October 17th, 2008 @ 10:21 am
Squint sucks ass. Squint has lost you and me both forever.
Those boots look awesome, though they are definitely Strange Love Live boots and not Fuck Me boots, and it seems that in this case the two might intersect well.
I think that Ken meant to say that his cell account is with Sturgeon.
October 17th, 2008 @ 11:48 am
Ooooo I hope they get there in time! You needs em!
Good luck!
October 17th, 2008 @ 11:48 am
And post a video if you can!
October 17th, 2008 @ 12:22 pm
Yes, I want to see what you wear the boots with. I would go with grey tights and a dress or skirt situation. Or I would wear them with skinny jeans because I am a seventeen year old girl.

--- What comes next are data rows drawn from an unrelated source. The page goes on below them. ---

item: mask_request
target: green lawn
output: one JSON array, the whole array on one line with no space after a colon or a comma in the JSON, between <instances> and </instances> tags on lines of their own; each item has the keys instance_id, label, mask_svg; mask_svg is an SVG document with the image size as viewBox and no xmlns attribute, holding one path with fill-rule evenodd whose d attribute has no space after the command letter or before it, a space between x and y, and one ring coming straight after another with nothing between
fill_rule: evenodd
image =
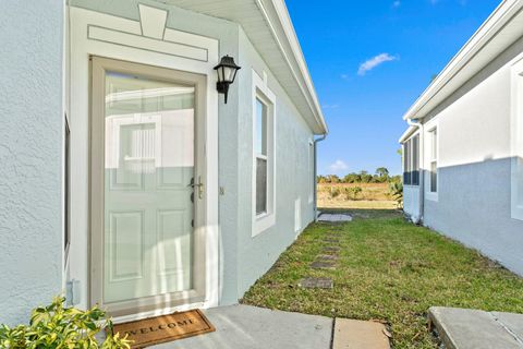
<instances>
[{"instance_id":1,"label":"green lawn","mask_svg":"<svg viewBox=\"0 0 523 349\"><path fill-rule=\"evenodd\" d=\"M431 305L523 313L523 279L394 210L351 210L344 225L311 225L259 279L243 303L325 316L385 322L394 348L437 348ZM335 270L312 269L326 233L337 234ZM330 242L331 243L331 242ZM303 277L330 277L332 290L302 289Z\"/></svg>"}]
</instances>

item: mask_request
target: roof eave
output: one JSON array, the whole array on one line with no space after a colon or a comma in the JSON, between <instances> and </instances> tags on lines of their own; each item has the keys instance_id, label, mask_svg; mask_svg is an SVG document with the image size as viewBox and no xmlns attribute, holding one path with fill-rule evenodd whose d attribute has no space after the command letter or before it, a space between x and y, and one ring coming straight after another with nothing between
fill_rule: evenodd
<instances>
[{"instance_id":1,"label":"roof eave","mask_svg":"<svg viewBox=\"0 0 523 349\"><path fill-rule=\"evenodd\" d=\"M293 65L292 60L289 60L288 64L290 65L290 69L293 71L293 73L297 68L300 75L303 79L303 82L300 82L299 76L294 74L294 77L296 79L296 83L300 85L302 93L304 94L304 97L308 103L311 112L317 123L318 128L314 130L315 134L327 134L329 132L328 127L325 121L325 117L321 111L321 108L319 106L316 89L314 87L311 74L308 72L307 64L305 62L305 58L303 56L303 51L300 46L300 41L294 31L294 26L289 15L287 5L283 0L256 0L258 8L260 9L262 13L264 14L268 23L271 23L272 19L270 17L271 16L270 11L267 11L267 7L265 3L266 1L270 1L270 4L276 10L275 14L281 26L281 29L279 29L276 26L269 25L270 29L272 31L272 35L276 38L278 38L277 40L278 46L280 47L280 50L282 51L283 55L285 55L287 50L284 49L284 47L282 47L282 45L287 44L290 47L290 50L293 53L292 58L295 61L295 65L292 67ZM282 38L284 39L285 43L282 43L281 40ZM304 86L305 88L303 88L303 85L305 85Z\"/></svg>"},{"instance_id":2,"label":"roof eave","mask_svg":"<svg viewBox=\"0 0 523 349\"><path fill-rule=\"evenodd\" d=\"M498 47L495 50L491 50L491 52L485 52L484 50L500 32L507 31L508 25L514 17L523 17L522 9L523 1L504 0L409 108L403 116L403 120L425 118L442 100L479 72L491 59L521 37L516 34L507 35L496 43ZM474 61L477 63L473 64Z\"/></svg>"}]
</instances>

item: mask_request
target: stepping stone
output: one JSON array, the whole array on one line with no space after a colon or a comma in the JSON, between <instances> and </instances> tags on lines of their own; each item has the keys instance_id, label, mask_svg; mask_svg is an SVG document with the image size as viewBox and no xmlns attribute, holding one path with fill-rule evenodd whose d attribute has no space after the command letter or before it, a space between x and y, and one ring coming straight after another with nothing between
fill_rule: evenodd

October 17th, 2008 @ 3:20 pm
I once dated the Old Squint PCS guy. They fired him–that’s probably why Squint Sucks Donkey Dick now. His name was Brian. Still is I suppose. I have a letter that he wrote to me once from college. Not that anyone cares, I just thought I’d share.
October 17th, 2008 @ 4:46 pm
The boots are adorable – I’m glad you got them in time!
October 18th, 2008 @ 10:08 am
huh??????
October 18th, 2008 @ 11:52 am
Wish I had me some new boots. Missed SLL last night but will catch the rerun this week. Ws it saucy? Thanks for the props on previous post. -T
October 19th, 2008 @ 9:01 pm
The satisfaction of cursing out the phone company until you get what you want is pure warmth. It can make you glow.